Author, attorney, and speaker Amy Silverstein was a vibrant, energetic 24-year-old, Phi Beta Kappa type-A student at NYU law, when she learned she had a failing heart; suddenly, it was heart transplant or die. At 25, she underwent heart transplant surgery. An “extraordinary kind of amazing” medical miracle, her new heart has been beating strong for 20 years, despite a ten-year prognosis. A graduate of NYU School of Law (she completed law school after her transplant), Silverstein practiced corporate law prior to beginning her writing career. She serves on the board of directors of UNOS (United Network of Organ Sharing), a federally contracted transplant network. She was recently elected to the UNOS executive committee, a select group of board members.
Silverstein is author of the highly acclaimed 2007 memoir Sick Girl, a bold, unforgettable self-portrait and a riveting, keenly observed, wryly humorous look at full-throttle life-threatening challenges. Published in 2007, Sick Girl was voted winner of the Books for a Better Life award and a finalist for the Borders Voices award.
Ted Koppel said, “Amy Silverstein has lived twenty long years with a transplanted heart; much longer than any doctor could have predicted. And she has, arguably, done more with a transplanted heart than anyone else, including the publication of this remarkable book.”
Elle magazine reported that “…the crowning miracle is that she wrote this feisty, insightful, improbable book at all. Silverstein has cheated death to thrive in her post-transplant existence and to write about it with incredible courage, determination, self-scrutiny, and verve.”
Larry King commented on his show, “The medical miracle is only part of her amazing story.
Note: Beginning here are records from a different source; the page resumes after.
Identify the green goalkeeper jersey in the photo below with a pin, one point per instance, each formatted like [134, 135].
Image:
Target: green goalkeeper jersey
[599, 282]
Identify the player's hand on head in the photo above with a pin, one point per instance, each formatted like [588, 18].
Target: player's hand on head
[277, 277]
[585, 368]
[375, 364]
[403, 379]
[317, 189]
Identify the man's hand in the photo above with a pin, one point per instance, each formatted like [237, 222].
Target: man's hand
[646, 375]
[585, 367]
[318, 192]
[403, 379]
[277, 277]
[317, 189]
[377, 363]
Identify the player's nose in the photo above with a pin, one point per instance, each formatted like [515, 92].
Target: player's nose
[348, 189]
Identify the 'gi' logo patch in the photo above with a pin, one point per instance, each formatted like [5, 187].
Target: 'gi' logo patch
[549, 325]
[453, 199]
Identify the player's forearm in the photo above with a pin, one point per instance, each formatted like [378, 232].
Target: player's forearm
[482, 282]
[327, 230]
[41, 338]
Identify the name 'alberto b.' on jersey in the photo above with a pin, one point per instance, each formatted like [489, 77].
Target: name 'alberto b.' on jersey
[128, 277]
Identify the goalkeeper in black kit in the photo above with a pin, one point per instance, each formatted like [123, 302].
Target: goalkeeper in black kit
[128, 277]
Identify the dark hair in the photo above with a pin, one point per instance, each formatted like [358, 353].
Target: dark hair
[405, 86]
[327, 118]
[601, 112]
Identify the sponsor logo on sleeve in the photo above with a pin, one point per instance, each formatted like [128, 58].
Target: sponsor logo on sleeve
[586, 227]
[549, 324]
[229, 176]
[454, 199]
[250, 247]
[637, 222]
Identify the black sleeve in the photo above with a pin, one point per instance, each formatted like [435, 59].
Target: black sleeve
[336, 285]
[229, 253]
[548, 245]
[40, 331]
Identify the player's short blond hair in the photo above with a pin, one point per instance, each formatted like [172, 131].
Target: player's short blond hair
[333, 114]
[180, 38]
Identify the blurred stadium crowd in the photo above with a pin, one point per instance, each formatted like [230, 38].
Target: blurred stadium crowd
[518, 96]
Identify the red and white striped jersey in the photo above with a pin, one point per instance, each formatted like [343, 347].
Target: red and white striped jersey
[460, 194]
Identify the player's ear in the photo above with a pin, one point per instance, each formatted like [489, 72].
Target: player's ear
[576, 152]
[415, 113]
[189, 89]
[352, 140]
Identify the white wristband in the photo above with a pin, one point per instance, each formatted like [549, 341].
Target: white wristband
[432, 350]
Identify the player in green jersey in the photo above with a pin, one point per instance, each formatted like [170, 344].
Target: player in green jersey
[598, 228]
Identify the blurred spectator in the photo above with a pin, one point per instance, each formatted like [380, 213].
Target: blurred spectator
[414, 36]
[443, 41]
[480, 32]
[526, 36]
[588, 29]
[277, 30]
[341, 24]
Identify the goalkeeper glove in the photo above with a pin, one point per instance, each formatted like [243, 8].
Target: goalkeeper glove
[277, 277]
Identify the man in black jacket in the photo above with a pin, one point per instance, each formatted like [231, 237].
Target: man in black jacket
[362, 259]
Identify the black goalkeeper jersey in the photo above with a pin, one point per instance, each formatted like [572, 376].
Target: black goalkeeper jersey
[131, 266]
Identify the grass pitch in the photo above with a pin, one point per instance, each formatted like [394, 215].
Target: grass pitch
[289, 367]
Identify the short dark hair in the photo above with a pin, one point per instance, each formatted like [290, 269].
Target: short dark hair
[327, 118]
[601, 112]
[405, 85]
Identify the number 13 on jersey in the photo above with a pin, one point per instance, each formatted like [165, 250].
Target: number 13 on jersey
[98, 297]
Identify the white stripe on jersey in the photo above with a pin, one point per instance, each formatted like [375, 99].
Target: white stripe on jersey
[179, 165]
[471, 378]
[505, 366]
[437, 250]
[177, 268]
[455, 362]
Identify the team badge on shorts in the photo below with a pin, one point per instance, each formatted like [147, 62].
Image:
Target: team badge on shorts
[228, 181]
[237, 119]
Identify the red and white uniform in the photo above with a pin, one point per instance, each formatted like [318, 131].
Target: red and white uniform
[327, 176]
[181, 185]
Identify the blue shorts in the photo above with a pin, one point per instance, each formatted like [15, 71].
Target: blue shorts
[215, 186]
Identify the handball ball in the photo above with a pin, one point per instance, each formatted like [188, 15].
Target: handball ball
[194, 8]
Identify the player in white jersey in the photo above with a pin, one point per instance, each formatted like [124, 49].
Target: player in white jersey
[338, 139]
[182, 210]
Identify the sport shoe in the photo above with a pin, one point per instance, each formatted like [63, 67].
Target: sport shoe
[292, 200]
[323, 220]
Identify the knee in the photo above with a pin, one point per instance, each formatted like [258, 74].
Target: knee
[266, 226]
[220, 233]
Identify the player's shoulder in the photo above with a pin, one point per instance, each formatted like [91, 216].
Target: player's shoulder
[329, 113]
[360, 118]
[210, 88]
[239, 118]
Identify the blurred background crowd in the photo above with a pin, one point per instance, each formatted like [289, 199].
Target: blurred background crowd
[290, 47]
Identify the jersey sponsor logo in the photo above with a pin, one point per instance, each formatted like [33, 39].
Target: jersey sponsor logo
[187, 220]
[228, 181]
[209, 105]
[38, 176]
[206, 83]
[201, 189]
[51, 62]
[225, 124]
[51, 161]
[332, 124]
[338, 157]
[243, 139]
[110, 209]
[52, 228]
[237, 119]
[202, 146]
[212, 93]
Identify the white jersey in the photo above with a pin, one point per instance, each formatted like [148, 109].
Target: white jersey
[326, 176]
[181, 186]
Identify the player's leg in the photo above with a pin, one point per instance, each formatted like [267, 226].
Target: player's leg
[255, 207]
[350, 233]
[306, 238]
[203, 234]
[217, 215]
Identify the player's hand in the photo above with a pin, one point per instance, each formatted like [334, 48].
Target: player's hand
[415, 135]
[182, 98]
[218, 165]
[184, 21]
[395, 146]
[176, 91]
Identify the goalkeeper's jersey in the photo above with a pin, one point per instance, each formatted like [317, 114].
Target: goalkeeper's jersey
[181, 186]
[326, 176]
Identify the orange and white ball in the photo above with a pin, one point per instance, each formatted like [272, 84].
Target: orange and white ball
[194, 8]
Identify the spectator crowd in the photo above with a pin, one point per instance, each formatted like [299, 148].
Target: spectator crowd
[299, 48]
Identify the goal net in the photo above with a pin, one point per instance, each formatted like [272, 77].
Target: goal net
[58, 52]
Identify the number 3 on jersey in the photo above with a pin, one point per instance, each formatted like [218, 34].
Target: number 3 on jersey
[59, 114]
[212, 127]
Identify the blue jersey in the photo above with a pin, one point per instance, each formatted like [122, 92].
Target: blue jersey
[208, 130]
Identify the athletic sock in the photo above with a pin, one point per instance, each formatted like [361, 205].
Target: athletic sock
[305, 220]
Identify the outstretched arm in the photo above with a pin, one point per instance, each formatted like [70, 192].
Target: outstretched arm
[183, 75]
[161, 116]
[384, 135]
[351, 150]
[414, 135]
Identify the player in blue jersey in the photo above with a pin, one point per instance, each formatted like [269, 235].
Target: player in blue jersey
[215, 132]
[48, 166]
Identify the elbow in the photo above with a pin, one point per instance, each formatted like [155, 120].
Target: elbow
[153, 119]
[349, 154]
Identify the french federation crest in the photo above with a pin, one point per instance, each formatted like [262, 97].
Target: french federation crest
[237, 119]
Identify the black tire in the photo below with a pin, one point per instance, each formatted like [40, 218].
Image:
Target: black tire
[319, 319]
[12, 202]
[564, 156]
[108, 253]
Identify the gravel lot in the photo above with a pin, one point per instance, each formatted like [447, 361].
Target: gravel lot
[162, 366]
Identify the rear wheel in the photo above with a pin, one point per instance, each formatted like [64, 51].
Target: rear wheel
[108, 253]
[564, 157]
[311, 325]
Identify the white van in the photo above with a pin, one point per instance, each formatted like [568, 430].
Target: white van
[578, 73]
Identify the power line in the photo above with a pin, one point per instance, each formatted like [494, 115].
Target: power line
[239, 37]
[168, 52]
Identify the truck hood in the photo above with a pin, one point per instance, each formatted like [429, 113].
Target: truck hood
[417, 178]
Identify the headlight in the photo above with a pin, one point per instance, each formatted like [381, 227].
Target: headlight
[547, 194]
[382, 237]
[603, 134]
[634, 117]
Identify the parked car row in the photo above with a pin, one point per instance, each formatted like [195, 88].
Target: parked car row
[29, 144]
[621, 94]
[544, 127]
The rest will surprise you. And inspire you and choke you up with tears and laughter. Sick Girl by Amy Silverstein - highly recommended."
Dr. Mehmet Oz called Sick Girl “spectacular” and Susan Cheever said, “Silverstein is an inspired storyteller. Her engaging language and sharp insight make Sick Girl both compelling and moving. Few of us undergo a heart transplant at twenty-five, but we can recognize our own stories in this incisive, unflinching look at life, love, and extraordinary courage.”
Sick Girl was the first book ever serialized by U.S. News & World Report; the flood of reader response that followed was unprecedented in volume for any U.S. News health story, ever.
Amy Silverstein is currently working on her second book, a novel. She lives in New York City.